The episode first aired on television in Canada! May 12 was its debut. Two days later it was broadcast in the U.S., and was up against the popular sitcom, Roseanne.
It finally came to UK screens, after it was released on VHS (older readers may remember video tapes, a pre-cursor to DVD and bluray), on May 27 - a Bank Holiday Monday.
The episode included a dedication to Third Doctor actor Jon Pertwee, who sadly passed away one week before at the age of 76.
The brother of Academy Award-winning actress Julia Roberts played The Master (pictured below). Eric Roberts is also known for his role as Sal Maroni in the Batman movie, The Dark Knight (2008).
It was the first Doctor Who episode to be shot completely outside the UK, and still remains so to this day. Filming took place in Vancouver, Canada.
The TV Movie title is actually just "Doctor Who"!
Like First Doctor William Hartnell before him, Paul McGann wore a wig when playing the errant Time Lord.
Although regeneration stories tend to feature the changeover between actors at the end of the story, the TV Movie sees the Seventh Doctor, played by Sylvester McCoy (pictured below with Paul McGann), regenerate into the Eighth some twenty-one minutes or so into the episode. Coincidentally, McCoy's first Doctor Who adventure, Time and the Rani, featured a regeneration at the very start of the story.
The UK transmission omitted several scenes included in the North American transmission: Chang Lee’s two friends being shot and killed near the beginning; a number of brief moments during the operating scene (including a final death scream from McCoy); and the Master’s violence (removing the sound of Bruce’s wife neck being broken and removing a close-up of him twisting Chang Lee’s head).
Somewhat controversially, the Doctor reveals he is half human - on his mother's side. Possibly he was joking, though The Master reckoned his fellow Time Lord's retinal scan revealed the same fact. More controversy to come!
The opening narration from Paul McGann mentions the Dalek home world Skaro, and the Master! If you listen closely, you can hear the Daleks exterminate the renegade Time Lord.
Like the majority of Doctor Who episodes post-2005, the TV Movie utilised a pre-credits scene - a rarity in the classic era (other stories pre-2005 to do this include 1982's Castrovalva and 1988's Remembrance of the Daleks).
Last seen in 1982's The Visitation, the Sonic Screwdriver makes a reappearance. Likewise, Jelly Babies also make a return.
More controversy, instead of using the phrase "chameleon circuit" to describe how the TARDIS is in the state it's in, the Doctor refers to it as a "cloaking device'!

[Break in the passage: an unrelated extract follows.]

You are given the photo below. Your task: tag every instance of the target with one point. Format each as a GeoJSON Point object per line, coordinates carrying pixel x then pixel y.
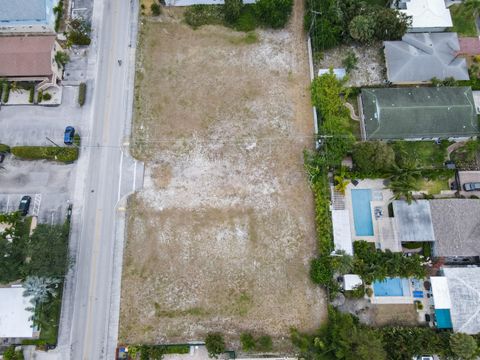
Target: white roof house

The Eye of Harmony was established to be on Gallifrey in 1976's The Deadly Assassin but is now inside the TARDIS. The 2013 episode Journey To The Centre Of The TARDIS corroborates this.
The Seventh Doctor can be spotted reading the H.G. Wells' novel, The Time Machine. (In the 1973 adventure Frontier In Space, The Master reads The War Of The Worlds, another one of Wells' classics.)
In the morgue you can spot the 1931 film version of Frankenstein playing on a television. An android version of Frankenstein's monster was seen in First Doctor adventure, The Chase, as part of the Festival of Ghana - which, eerily, was set in 1996! (In an another wibbly-wobbly coincidence, actor Peter Cushing played both Baron Frankenstein and a character known as “Dr. Who” in two separate films series in the Sixties.)
Another controversial moment - the Doctor locks lips with his new friend Dr. Grace Holloway. A first for Doctor Who.
The Thick Of It star Peter Capaldi admitted that he turned down the chance to audition for the role of the Eighth Doctor! Whatever happened to him?
The TV Movie is over 85 minutes long which makes it the second longest episode of Doctor Who ever - the longest being 1983's The Five Doctors (which runs at approximately 89 minutes). Post-2005, the longest episode is 2013's The Day Of The Doctor, sitting at 77 minutes.